By mellowburnyoga, Apr 14 2020 11:22AM

One of the particularly nasty elements of the Corona virus series is the ruthless attack on the respiratory system. Never does it quite impact on the body as when the breath is negatively affected.


Our ability to inhale and exhale is quite literally what sustains us. Without it, we simply cannot survive, even beyond a few short minutes.


Our breath is also a mirror to our expressions of emotions. Consider the way you breathe when you're upset and crying. Then think about how you breathe when you're laughing or cheering... How about when you sing? And how about when you're deep in concentration?


It's a fascinating coincidence that we depend on the natural elements around us to be able to breathe. We quite literally make an exchange with the universe with every breath. We inhale and draw oxygen that the trees expel and exhale as the trees drink it back in. Even the construction of our lungs mirrors the branches of trees, because it's the most effective way to distribute into the inner or outer worlds of our bodies and the atmosphere.


We breath in and out 960 times an hour, 24,000 breaths a day. Oxygen supports and sustains every cell in the body, and within our exhale we expell toxins meaning our breath is also cleansing. Our lungs and respiratory system are so fundamental to the quality of life, yet so many of us are prepared to gamble this resource by impairing our lungs though smoking.


Our resting breath is shallow and taken care of by the automatic part of the brain. But this rest breath only involves around 1/6th of our actual lung capacity. Deep, enriching, detoxifying breathing is like a bonus ball for the body, but normally these come in the form of yawning or gasping. It is really important to spend time using breathing techniques to get into the deepest chambers of the lungs for the biggest benefits.


Shallow breathing keeps us alive, but when our corisol levels rise because we're stressed out, our body needs more oxygen. Instead it typically gets less! Dizziness, hot flushes and feeling faint are all common symptoms of heightened anxiety and yet without proper measured deep breaths, our body goes into panic mode. Our heart rate increases, our pupils dilate. We feel nautious and are unable to think clearly or consiously. Panic attacks can be crippling. Using the right breathing techniques can and do send strong messages to our nervous system and body that calm quickly and effectively.


Yoga and Breathing


Yoga strongly focuses on the art of breathing correctly and fully as a form of mediation, to increase longevity and to contain energy. The onus is on the breath being a kind of bridge between the physical and spiritual self, enabling us to move from the material world to the inner world.


Breath and breathing techniques are called Pranayama - literally translastes as 'Life Force Control' - because yogis believe that by controlling your breath, you are controlling elements of your life and your being. Different types of pranayama cultivate different types of energy - slow breathing is meditative and calming. Breath retention is cleansing and energy manipulation. Faster paced breaths are a full on energy charge.


By simple definition, concentrating on breathing means to concentrate on the now and this is a fundamental part of yoga too.
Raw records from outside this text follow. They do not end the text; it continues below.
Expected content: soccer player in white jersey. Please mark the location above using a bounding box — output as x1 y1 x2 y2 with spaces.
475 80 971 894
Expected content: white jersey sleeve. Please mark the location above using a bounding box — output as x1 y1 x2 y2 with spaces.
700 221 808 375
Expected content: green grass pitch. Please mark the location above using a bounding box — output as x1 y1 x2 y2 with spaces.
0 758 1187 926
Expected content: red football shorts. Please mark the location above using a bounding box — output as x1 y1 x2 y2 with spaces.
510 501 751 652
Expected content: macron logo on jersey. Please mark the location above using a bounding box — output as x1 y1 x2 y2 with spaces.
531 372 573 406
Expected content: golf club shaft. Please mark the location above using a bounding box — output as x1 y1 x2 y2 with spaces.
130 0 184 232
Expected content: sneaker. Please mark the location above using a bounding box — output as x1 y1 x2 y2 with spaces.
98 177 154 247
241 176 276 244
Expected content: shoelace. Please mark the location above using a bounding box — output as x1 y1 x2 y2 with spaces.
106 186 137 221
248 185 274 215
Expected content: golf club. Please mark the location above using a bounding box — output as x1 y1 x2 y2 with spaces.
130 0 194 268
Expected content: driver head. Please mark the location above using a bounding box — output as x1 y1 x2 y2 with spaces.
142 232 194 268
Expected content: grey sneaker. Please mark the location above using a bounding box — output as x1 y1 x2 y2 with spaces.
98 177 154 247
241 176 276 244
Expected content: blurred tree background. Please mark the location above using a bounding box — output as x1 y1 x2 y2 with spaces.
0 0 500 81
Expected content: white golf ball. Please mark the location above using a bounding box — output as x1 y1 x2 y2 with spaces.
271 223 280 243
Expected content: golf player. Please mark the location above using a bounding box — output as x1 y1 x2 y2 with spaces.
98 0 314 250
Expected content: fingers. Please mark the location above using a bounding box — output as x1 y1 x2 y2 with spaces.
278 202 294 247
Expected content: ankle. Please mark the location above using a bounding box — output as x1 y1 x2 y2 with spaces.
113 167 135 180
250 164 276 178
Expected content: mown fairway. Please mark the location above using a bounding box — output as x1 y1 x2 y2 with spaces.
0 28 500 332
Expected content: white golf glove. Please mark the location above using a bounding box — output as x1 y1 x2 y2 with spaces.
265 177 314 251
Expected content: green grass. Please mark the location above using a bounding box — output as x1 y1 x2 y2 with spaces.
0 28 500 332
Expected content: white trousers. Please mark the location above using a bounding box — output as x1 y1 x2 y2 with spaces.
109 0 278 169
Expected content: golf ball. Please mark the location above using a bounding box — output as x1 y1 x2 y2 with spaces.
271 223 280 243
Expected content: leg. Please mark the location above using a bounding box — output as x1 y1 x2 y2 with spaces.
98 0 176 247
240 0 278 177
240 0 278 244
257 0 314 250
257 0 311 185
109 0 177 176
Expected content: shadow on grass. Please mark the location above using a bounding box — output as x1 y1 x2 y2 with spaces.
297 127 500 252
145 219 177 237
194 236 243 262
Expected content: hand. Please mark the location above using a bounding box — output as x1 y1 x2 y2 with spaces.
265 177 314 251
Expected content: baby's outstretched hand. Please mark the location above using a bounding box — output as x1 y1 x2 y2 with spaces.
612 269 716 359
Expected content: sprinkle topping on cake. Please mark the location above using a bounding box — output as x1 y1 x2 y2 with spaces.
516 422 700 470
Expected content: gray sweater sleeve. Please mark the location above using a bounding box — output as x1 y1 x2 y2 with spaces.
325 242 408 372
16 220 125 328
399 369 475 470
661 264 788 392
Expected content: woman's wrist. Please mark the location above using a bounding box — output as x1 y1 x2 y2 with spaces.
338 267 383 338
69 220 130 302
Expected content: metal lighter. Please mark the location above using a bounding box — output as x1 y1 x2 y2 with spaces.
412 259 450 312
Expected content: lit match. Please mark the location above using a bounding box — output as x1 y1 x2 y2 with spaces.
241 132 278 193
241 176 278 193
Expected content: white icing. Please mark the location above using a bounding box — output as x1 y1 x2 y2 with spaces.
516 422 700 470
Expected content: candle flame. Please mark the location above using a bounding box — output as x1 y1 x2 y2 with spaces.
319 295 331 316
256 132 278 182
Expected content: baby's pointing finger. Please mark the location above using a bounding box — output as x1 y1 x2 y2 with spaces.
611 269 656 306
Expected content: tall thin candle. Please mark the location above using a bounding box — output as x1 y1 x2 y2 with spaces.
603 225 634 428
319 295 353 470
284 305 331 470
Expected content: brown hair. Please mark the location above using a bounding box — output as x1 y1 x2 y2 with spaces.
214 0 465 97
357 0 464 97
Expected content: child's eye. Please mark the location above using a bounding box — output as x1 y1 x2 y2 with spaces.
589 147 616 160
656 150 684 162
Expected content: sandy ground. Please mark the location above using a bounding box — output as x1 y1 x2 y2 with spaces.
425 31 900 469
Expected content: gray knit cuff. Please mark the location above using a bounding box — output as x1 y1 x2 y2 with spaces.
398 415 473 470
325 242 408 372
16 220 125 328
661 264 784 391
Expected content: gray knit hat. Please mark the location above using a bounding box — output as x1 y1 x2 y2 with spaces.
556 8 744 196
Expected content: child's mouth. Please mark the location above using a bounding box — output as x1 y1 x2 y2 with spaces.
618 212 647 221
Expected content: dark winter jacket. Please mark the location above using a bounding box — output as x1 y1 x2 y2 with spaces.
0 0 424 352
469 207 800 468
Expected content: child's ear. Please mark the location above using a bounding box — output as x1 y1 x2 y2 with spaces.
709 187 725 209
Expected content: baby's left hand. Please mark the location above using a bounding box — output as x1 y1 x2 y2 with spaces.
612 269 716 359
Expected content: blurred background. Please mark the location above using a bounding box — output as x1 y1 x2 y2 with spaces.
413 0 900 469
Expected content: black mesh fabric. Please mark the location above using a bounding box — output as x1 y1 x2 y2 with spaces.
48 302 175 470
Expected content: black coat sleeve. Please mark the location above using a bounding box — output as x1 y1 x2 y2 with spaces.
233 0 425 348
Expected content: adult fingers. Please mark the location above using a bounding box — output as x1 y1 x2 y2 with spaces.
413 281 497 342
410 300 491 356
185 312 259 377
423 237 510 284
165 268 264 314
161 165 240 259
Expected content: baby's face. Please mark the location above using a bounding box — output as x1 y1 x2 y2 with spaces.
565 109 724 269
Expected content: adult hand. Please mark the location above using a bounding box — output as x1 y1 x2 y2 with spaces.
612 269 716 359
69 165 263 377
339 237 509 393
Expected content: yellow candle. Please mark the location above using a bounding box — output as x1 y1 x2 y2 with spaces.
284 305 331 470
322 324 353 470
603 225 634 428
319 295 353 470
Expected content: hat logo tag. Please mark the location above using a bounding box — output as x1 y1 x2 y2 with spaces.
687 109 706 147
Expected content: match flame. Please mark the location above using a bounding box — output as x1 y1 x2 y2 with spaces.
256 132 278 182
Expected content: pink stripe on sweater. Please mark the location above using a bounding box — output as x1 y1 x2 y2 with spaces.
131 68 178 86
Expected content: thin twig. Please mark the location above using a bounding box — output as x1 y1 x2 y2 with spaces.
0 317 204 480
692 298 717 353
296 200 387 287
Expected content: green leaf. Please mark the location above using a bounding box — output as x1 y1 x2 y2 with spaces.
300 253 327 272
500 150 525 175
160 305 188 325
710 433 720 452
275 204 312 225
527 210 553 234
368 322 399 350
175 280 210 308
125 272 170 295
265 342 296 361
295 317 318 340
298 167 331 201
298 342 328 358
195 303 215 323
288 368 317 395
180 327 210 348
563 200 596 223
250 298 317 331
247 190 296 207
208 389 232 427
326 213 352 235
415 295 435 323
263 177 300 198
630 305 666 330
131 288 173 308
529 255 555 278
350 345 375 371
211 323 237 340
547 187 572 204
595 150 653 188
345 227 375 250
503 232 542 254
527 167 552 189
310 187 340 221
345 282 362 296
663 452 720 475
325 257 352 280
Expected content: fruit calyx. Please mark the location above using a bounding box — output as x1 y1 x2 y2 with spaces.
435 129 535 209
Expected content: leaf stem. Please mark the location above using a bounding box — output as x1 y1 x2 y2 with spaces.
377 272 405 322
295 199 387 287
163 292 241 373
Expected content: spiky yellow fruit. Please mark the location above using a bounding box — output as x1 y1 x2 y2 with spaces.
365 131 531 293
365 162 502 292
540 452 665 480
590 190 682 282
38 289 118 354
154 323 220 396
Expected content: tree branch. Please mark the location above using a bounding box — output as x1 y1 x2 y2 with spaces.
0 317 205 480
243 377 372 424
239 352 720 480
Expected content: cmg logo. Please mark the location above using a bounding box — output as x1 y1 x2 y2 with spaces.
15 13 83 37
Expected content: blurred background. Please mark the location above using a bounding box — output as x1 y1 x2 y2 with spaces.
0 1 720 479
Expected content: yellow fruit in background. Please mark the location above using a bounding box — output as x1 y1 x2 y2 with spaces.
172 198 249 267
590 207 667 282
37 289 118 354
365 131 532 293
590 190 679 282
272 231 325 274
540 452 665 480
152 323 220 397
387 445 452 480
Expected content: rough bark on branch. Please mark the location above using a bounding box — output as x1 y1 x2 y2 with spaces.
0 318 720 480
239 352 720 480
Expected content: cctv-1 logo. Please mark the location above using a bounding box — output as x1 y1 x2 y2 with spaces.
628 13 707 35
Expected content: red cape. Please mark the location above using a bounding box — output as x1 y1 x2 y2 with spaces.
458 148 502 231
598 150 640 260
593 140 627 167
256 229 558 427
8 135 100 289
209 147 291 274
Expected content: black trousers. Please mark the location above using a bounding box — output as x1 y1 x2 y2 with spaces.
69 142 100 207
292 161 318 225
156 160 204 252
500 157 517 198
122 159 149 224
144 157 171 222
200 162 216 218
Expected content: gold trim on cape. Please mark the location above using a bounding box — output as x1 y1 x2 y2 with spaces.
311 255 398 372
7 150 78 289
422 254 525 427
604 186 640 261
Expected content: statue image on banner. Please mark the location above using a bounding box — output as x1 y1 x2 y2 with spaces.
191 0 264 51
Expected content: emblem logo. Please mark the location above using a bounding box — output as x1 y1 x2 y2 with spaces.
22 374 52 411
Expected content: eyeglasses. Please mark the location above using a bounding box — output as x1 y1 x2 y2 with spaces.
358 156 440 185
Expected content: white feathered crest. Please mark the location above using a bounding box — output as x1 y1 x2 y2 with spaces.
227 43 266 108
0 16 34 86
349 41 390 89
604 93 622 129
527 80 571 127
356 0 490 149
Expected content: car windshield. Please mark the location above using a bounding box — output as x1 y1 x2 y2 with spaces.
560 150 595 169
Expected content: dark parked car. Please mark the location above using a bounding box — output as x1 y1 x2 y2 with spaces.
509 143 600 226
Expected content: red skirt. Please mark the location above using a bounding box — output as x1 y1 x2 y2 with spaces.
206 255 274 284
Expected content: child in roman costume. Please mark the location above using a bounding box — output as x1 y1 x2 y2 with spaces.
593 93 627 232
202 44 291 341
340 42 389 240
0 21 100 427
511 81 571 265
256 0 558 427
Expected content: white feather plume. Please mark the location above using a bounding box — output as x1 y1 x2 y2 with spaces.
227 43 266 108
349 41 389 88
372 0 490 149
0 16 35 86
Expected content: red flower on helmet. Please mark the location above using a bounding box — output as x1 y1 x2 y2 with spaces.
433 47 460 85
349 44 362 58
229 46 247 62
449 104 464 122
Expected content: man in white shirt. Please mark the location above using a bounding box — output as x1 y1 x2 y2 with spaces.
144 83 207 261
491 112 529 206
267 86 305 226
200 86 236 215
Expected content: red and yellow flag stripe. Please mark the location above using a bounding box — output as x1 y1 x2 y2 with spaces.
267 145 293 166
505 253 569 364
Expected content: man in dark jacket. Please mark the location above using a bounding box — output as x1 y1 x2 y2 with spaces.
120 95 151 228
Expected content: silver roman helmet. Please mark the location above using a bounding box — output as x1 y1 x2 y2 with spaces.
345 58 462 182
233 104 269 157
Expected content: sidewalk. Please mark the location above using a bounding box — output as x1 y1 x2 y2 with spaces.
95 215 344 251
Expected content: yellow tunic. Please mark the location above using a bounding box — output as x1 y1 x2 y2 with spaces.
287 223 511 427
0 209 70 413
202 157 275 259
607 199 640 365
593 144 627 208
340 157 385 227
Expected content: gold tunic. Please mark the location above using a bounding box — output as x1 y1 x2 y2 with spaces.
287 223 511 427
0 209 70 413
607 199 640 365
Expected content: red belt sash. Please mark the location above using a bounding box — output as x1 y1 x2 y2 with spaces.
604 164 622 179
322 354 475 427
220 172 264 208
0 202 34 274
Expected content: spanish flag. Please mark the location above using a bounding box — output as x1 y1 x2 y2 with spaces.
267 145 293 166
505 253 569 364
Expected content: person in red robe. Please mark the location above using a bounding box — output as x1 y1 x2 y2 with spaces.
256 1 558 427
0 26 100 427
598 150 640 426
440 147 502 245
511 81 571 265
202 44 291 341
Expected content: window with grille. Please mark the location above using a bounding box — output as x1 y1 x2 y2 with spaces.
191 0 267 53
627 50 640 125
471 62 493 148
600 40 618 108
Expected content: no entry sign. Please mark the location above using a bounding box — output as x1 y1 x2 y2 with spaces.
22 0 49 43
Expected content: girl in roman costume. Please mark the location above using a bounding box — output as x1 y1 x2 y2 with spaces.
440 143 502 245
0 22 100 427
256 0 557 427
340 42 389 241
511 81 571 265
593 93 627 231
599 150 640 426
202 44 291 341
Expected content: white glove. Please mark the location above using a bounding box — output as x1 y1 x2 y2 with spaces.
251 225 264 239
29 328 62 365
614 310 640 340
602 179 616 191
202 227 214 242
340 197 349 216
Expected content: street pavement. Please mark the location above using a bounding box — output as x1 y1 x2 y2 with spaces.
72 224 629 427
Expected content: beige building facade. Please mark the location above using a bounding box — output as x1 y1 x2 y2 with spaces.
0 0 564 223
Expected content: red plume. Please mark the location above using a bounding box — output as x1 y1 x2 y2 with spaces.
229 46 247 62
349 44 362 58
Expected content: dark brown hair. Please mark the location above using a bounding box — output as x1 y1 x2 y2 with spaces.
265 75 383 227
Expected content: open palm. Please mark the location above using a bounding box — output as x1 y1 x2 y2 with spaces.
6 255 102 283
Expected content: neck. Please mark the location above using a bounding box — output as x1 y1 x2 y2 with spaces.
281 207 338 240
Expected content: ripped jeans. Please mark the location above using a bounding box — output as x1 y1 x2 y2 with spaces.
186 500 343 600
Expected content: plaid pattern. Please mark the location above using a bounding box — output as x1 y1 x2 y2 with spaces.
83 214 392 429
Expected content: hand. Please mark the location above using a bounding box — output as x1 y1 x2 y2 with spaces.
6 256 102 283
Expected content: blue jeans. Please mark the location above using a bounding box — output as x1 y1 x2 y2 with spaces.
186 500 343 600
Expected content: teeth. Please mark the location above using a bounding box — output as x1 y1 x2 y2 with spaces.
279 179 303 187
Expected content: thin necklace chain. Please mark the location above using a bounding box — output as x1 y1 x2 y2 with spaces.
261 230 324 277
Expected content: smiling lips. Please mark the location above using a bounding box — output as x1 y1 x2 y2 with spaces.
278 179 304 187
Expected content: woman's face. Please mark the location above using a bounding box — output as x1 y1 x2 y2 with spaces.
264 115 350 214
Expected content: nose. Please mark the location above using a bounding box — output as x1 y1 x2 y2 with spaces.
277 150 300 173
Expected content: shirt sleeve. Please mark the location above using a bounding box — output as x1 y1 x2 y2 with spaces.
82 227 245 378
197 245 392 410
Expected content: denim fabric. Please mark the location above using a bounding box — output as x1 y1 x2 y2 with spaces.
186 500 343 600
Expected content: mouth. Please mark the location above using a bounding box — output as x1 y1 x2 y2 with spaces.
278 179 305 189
Once familiar, we can use pranayama techniques in our lives off the mat too. with an array of different methods of breath useful for coping with whatever life throws at us.


5 Benefits of Better Breath Control


1. Better sleep. Consider how you sleep after you've been swimming or for a long walk in the countryside. Big bursts of oxygen in the system, cleanses and revives. Everything works better and our body is able to drop gear into relaxation because we've dealt with toxins. We can use breath techniques such as counted breath, samvritti (equal length) breath, or simply an elongated exhale to trigger the relaxation response.


2. Reduce anxiety and stress. Anxiety brings the body into the fight or flight response. It's common to feel tighteness in the chest and experience shortness of breath. By deepening and controlling the breath you can take back control, reoxygenate and regulate your heart rate and relax tension.


3. Improved lung capacity. This can have a huge impact on overall health. Your circulatory system carries oxygenated blood through the veins and our digestive, urinary, lymphatic and excretory systems function better thanks to healthier blood cells.


4. Balanced nervous system. The breath is known to control the autonomic nervous system. Our conscious body function i.e. what we are aware of doing with our bodies is known as the sympathetic nervous system, which also controls our fight or flight response. Our unconscious functions are controlled by the parasympathetic nervous system, which also controls our rest and digest response. We can actively shift from one side of our nervous system using slow, deep breathing techniques.


5. Meditation. Meditation hasso many benefits, not least of all to find self awareness and connect to inner peace. Observation often begins with noticing our breath and what it's doing. We gradually incorporate control and use this as the anchor of concentration and to find a way to calm down our thoughts.

Yoga is a fabulous way of using your breath and lung capacity to its fullest advantage. My public yoga classes at Stoughton Guildford on Thursday evenings, or at Woking Sports Centre on Tuesday nights both incorporate pranayama. Get to grips with basic yoga breathing techniques that you can use to benefit your in all areas of your life.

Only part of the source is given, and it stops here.